Pour Walter Benjamin (et Laurie Anderson)

Classé dans : Littérature, Musique, Peinture, dessin, Progrès — Miklos @ 20:34

Mein Flügel ist zum Schwung bereit,
ich kehrte gern zurück,
denn blieb ich auch lebendige Zeit,
ich hätte wenig Glück.1
 
— Gerhard Scholem, “Gruss vom Angelus”

IX. A Klee painting named “Angelus Novus” shows an angel looking as though he is about to move away from something he is fixedly contemplating. His eyes are staring, his mouth is open, his wings are spread. This is how one pictures the angel of history. His face is turned toward the past. Where we perceive a chain of events, he sees one single catastrophe which keeps piling wreckage and hurls it in front of his feet. The angel would like to stay, awaken the dead, and make whole what has been smashed. But a storm is blowing in from Paradise; it has got caught in his wings with such a violence that the angel can no longer close them. The storm irresistibly propels him into the future to which his back is turned, while the pile of debris before him grows skyward. This storm is what we call progress.

Il existe un tableau de Klee qui s’intitule « Angelus Novus ». Il représente un ange qui semble être sur le point de s’éloigner de ce sur quoi son regard est fixé. Ses yeux sont écarquillés, sa bouche ouverte, ses ailes déployées. C’est ainsi qu’on se représente l’ange de l’histoire. Il a le visage tourné vers le passé. Là où nous voyons une succession d’événements, il ne voit qu’une seule et unique catastrophe, qui ne cesse d’amonceler ruines sur ruines et les jette à ses pieds. Il voudrait bien s’attarder, réveiller les morts et réunifier ce qui a été brisé. Mais une tempête souffle, parvenant du paradis ; elle se prend dans ses ailes, si violement que l’ange ne peut plus les replier. Cette tempête le pousse irrésistiblement vers le futur auquel il tourne le dos, cependant que, devant lui, s’amassent les débris montant jusque aux cieux. Cette tempête est ce que nous appelons le progrès.

Walter Benjamin, “On the Concept of History

She said: What is history?
And he said: History is an angel
being blown backwards into the future.
He said: History is a pile of debris
And the angel wants to go back and fix things
To repair the things that have been broken.
But there is a storm blowing from Paradise
And the storm keeps blowing the angel
backwards into the future.
And this storm,
this storm is called Progress.

Elle dit : Qu’est-ce que l’histoire ? Il dit : L’histoire est un ange poussé à reculons vers le futur. Il dit : L’histoire est un amas de débris, et l’ange veut revenir sur ses pas pour réparer ce qui a été brisé.
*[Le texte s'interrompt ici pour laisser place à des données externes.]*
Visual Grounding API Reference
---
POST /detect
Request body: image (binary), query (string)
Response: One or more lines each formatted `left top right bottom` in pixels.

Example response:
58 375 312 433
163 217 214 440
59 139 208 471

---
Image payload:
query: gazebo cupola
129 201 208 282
Mais une tempête souffle, parvenant du paradis, et cette tempête emporte l’ange à reculons vers le futur. Et cette tempête, cette tempête s’appelle le progrès.
 

Il est plus que probable que Walter Benjamin fasse ici allusion à la thèse de la brisure des ustensiles (ou des vases) originelle (Shvirat Hakelim ou שבירת הכלים) chère aux Cabalistes et à ceux qui s’en réclament. Selon eux, lors de la Création, la Lumière primordiale, jaillie de l’Essence divine, fut confinée dans des vases (identifiés aux Sefirot, ou ספירות), pour laisser ainsi de la place à l’univers. Certains de ces ustensiles ne purent résister à cette émanation, et leurs débris, avec les parcelles de cette lumière recouvertes dorénavant d’une écorce (représentant le mal), se répandirent dans le monde, causant ainsi un désordre cosmologique, la dispersion et l’exil de l’homme. Selon ces croyances, le devoir de l’homme est, par son action réparatrice (appelée Tikkun, ou תקון), de tenter de réunir ces étincelles dispersées et de restaurer les mondes ainsi ébranlés.
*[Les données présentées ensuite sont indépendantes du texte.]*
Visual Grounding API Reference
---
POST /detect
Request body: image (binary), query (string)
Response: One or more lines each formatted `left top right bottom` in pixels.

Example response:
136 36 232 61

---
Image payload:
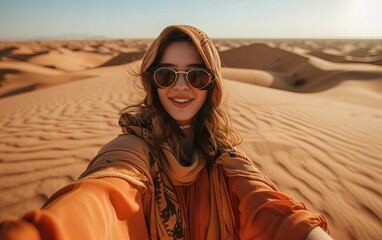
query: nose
174 72 188 90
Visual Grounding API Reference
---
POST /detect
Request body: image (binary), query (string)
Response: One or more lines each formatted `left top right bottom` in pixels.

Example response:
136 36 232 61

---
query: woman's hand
305 227 333 240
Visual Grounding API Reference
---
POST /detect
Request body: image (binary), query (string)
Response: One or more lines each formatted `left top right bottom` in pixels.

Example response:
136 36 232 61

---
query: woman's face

On trouve dans d’autres cultures l’image d’une fracture-catastrophe originelle, symbolisant l’imperfection humaine face à l’unité parfaite du divin, et de la tentative éternelle (et éternellement insatisfaite) de l’homme de parvenir à l’unification. Ainsi, Platon écrivait : « Le bien est l’aspiration fondamentale de l’Homme ; mais celui-ci ne sait quel chemin prendre pour y parvenir. Les uns, qui aspirent à l’immortalité, sont sensibles à la gloire politique ou militaire, aux succès olympiques ou académiques ; d’autres, attirés par la beauté physique et le plaisir des sens, cherchent le bonheur dans l’amour. Mais Zeus, pour les empêcher de se mesurer aux dieux, les coupe en deux pour les affaiblir sans les détruire. Ceci accompli, chaque moitié passera sa vie à rechercher son complément. »
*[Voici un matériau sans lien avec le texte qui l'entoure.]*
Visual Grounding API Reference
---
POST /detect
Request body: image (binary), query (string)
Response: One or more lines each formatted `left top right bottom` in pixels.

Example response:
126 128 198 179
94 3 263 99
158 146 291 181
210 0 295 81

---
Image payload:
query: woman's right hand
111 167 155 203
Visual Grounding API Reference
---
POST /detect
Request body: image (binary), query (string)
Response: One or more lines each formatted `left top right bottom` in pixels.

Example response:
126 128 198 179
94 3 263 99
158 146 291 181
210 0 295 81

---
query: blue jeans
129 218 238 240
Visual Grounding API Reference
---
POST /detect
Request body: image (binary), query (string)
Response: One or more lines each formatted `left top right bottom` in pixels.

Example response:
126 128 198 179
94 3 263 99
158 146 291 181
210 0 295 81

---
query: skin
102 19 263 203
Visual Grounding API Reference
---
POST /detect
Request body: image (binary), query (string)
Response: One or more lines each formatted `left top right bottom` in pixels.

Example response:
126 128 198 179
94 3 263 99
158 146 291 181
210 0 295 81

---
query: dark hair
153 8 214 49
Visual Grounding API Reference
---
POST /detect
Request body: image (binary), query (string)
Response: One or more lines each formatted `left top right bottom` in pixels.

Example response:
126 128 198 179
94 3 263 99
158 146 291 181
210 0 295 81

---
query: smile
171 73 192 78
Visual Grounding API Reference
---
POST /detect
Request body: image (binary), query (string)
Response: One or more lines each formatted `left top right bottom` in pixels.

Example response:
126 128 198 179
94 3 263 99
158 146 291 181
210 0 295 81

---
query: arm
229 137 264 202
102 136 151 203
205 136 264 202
Le voile s’est déchiré, et il a révélé l’homme à lui-même, vision ineffable, souvent insoutenable. Les systèmes qui ont prôné et imposé leur réponse à cette fracture se distinguent par leur totalitarisme sectaire ou politique, par leur négation de l’altérité, par leur bilan violent et destructeur qui n’est jamais arrivé à réunir. L’harmonie parfaite sur terre n’est qu’illusion et porteuse de mort, ce qui ne doit empêcher de tenter de réduire la cacophonie humaine, malgré les fractures politiques et économiques, sociales et personnelles, culturelles et linguistiques de notre tour de Babel.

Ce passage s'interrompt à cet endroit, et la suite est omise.